The Nazi capital emerged rather differently in another festival a year later: the commemoration of the 700th anniversary of the founding of Berlin. The Hitlerites still had their doubts about their capital:
Slouching towards Germania
The Nazi leaders’ distaste for Berlin as it stood in the mid-1930s was reflected in their determination to physically transform the city into a capital worthy of the role they expected it to play in coming generations. Berlin was not the only German city earmarked for extensive renovation under the Nazis, but the reconstruction planned for the capital was more far-reaching than anywhere else, even Munich.

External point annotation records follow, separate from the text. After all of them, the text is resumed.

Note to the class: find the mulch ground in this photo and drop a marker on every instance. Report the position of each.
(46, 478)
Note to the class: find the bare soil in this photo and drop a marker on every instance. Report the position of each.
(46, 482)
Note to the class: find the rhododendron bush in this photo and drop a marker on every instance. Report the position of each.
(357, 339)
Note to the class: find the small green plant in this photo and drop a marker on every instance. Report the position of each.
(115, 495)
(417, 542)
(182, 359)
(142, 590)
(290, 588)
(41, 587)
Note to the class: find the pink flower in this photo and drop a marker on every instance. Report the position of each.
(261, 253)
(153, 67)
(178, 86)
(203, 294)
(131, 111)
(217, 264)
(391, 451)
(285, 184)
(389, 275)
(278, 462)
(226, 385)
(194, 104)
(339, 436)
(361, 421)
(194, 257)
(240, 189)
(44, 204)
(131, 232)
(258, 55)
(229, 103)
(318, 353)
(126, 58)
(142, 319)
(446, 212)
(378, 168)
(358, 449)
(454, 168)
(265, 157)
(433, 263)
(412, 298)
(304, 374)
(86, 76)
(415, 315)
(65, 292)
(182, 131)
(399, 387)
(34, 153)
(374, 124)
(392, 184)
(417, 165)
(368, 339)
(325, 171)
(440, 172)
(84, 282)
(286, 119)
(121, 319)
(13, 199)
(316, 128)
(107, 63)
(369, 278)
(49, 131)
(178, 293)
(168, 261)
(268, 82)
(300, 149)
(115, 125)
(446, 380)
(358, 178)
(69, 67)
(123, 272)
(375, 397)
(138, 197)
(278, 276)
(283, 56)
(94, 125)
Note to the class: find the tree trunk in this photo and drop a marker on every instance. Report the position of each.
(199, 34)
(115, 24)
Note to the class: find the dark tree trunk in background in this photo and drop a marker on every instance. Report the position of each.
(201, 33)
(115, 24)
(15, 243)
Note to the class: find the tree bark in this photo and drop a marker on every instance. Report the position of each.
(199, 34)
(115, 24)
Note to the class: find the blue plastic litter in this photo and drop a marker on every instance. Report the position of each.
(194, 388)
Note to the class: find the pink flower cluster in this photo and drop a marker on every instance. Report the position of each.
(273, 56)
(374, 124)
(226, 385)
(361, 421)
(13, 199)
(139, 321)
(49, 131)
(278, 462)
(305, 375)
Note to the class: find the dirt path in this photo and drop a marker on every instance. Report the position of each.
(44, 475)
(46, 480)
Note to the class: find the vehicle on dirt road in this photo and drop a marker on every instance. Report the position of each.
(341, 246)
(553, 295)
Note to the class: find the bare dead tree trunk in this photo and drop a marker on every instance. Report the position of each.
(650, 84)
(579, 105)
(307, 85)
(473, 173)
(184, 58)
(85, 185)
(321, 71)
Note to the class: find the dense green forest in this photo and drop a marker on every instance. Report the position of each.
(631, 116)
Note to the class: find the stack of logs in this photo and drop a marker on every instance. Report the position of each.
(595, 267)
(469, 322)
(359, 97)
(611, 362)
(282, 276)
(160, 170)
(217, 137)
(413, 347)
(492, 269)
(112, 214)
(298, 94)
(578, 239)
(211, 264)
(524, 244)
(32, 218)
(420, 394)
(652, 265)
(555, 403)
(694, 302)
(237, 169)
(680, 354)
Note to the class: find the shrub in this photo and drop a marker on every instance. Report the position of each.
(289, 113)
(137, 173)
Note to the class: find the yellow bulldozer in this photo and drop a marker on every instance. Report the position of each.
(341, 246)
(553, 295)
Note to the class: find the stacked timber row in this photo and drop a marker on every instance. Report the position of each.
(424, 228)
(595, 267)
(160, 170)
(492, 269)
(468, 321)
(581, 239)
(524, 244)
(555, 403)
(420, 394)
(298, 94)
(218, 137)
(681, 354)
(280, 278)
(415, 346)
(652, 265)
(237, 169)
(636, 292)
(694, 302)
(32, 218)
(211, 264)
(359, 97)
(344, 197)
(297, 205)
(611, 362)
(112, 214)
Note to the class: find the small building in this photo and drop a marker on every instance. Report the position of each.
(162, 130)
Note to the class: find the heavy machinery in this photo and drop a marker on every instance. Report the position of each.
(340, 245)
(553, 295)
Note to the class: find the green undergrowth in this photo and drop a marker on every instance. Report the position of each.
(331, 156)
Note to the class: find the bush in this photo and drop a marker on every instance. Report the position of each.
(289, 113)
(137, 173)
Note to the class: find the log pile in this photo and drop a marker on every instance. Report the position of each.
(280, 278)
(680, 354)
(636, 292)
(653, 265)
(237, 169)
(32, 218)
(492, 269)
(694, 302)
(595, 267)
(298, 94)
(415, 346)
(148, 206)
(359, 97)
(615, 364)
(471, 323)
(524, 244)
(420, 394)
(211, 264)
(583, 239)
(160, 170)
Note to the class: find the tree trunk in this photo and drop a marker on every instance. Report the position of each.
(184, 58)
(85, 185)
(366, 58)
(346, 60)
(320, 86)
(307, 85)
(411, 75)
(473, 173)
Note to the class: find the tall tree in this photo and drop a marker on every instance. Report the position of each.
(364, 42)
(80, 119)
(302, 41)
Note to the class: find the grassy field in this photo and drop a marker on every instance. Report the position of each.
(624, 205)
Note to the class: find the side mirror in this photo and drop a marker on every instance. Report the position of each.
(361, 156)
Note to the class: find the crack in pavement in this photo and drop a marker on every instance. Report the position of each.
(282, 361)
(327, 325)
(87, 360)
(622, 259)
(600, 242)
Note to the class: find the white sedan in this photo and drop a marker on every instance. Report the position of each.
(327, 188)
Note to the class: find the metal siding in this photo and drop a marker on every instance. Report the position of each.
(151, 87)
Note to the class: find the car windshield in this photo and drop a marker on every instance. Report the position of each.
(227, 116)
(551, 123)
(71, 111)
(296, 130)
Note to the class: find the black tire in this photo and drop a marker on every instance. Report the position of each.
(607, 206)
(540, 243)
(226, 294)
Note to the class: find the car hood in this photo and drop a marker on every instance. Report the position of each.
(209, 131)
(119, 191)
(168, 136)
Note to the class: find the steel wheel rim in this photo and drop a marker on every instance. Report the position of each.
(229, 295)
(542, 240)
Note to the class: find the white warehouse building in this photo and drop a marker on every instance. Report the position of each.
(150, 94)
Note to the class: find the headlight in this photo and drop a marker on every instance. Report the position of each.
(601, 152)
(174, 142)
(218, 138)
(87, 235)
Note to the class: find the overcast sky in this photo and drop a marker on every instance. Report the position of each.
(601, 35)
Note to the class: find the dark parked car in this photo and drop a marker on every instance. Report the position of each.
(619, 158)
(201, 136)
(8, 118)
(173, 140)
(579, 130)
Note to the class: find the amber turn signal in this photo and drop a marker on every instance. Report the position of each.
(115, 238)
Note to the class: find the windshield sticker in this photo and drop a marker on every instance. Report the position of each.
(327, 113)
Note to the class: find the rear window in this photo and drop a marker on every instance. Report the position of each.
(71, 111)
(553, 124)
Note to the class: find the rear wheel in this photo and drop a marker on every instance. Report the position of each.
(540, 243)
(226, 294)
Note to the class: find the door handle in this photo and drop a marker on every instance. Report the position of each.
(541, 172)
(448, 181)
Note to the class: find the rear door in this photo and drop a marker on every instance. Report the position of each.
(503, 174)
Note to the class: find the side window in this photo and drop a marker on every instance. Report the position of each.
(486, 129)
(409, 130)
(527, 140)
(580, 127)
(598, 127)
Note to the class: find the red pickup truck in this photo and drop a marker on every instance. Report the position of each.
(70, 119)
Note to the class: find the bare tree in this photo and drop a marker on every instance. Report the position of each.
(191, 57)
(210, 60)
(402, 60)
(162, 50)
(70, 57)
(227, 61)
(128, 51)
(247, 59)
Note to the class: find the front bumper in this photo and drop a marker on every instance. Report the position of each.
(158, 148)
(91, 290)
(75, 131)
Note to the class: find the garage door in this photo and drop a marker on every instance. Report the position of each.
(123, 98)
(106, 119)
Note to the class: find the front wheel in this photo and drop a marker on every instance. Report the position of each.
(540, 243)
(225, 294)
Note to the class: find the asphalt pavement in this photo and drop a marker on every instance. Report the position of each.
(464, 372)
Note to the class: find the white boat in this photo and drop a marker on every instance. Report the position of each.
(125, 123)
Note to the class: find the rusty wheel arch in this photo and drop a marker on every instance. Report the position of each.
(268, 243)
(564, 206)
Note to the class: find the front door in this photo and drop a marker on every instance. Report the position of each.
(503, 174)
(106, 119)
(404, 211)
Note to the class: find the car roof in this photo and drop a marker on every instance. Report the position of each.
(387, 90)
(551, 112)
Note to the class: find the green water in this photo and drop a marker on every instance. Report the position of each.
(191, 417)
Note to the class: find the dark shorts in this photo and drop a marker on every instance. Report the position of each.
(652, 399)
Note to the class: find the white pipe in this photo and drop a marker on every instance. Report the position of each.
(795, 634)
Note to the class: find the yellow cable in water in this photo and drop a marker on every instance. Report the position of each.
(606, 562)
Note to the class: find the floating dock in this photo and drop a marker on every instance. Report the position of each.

Of course, the aspiration to reinvent Berlin was nothing new—earlier national leaders had also sought to remake the city—but the Nazi concept was distinguished by a plan to replace the entire city center with a new political stage set of monumental proportions. Berlin would be reborn as “Germania”—the most grandiose capital in the world.
In addition to making Berlin grand, the Nazis saw their urban renewal of the capital as a means to combat their old enemies, the Socialists and Communists. They would “renew” the traditional Red neighborhoods by uprooting their inhabitants and scattering them to the margins of the city. As one party spokesman explained, this would effectively rid the inner city of “asocial and traitorous elements.”
Adolf Hitler, who had been fascinated with architecture since his days in Vienna, personally supervised the Nazi plan for Berlin’s urban renewal. On September 19, 1933, during a discussion of ways to improve communication between the northern and southern parts of the city, Hitler proposed a new north-south road to complement the east-west axis running through the Brandenburg Gate. He wanted to ensure that ongoing schemes for Berlin’s reconstruction were appropriate to “the creation of a capital city of hitherto undreamed-of display . . . [to the creation of] a sublime metropolis.”